O dia 4 de Iyar, véspera do Dia da Independência, foi definido pelo Governo de Israel, como o Dia de Recordação aos caídos nas batalhas para o estabelecimento do Estado de Israel em sua terra em sua pátria, na Guerra da Independência e nas que a seguiram.
De acordo com a Lei, na noite do dia 4 de Iyar todos os locais de entretenimento do país ficam fechados. As bandeiras são abaixadas em todos os lugares públicos a meia haste, velas de recordação são acesas em todos os edifícios públicos e sinagogas, as pessoas se reúnem nos cemitérios militares, e são realizados atos de recordação públicos. O ato de abertura deste dia se realiza no Muro das Lamentações.
Antes do meio dia, se escuta em todo país um toque de sirene de dois minutos, e todos os habitantes de Israel para suas atividades e permanecem em pé, em silêncio.
Ao término de Iom HaZikaron, iniciam-se as comemorações de Iom HaAtzmaut.
O Iom Haatzmaut ( comemorado no 5º dia de Iyar ) celebra a criação do Estado de Israel pela Organização das Nações Unidas (ONU) e que, em 2009, completa 61 anos de existência.
Um país que dá o mesmo peso ao passado e ao futuro e faz do presente o elo de gerações de um povo que fez da volta ao lar o seu objetivo.

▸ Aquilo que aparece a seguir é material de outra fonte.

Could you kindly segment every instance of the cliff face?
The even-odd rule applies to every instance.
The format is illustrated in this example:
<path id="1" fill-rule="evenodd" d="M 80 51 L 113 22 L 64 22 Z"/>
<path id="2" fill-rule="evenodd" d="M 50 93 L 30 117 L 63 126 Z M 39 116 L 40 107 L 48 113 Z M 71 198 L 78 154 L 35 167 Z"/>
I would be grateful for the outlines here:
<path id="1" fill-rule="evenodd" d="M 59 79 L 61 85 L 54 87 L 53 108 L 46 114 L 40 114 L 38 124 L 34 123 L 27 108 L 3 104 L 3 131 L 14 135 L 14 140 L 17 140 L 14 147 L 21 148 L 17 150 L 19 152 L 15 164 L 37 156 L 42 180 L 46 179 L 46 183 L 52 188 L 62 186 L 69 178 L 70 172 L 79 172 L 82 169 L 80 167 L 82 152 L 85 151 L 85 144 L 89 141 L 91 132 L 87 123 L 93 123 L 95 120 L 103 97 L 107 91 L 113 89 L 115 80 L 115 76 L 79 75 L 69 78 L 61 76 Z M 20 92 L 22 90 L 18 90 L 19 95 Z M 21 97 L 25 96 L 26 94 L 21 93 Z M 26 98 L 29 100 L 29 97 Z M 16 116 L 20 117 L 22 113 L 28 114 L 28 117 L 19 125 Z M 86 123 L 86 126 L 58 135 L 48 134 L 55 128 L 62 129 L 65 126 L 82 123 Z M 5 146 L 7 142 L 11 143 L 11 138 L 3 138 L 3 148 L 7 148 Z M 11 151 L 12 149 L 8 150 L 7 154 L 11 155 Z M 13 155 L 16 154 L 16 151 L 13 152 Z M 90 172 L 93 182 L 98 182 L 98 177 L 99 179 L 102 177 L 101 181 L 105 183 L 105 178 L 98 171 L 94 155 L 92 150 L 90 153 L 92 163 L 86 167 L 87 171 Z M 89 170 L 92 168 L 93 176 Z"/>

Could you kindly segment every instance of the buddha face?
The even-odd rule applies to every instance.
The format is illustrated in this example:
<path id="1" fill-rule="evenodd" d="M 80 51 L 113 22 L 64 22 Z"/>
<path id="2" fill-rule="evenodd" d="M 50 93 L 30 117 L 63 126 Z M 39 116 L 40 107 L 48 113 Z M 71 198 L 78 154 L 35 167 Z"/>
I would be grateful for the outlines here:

É Israel, do alto de seus 61 anos de alegrias e tristezas, de conquistas e perdas, de guerras e paz, de exemplos de vida e de dedicação, de divergências e de convivência. É Israel que todos os anos se lembra do dia 14 de maio de 1948, quando um brasileiro, o embaixador Oswaldo Aranha, presidiu a histórica sessão das Nações Unidas que votou, em 29 de novembro de 1947, a criação do Estado de Israel.
No dia do Iom Haatzmaut multidões saem a passear pelo país, visitando os locais onde ocorreram as batalhas da Guerra da Independência e os monumentos em memórias aos soldados caídos. Em geral, passam o dia ao ar-livre, em piqueniques e churrascos.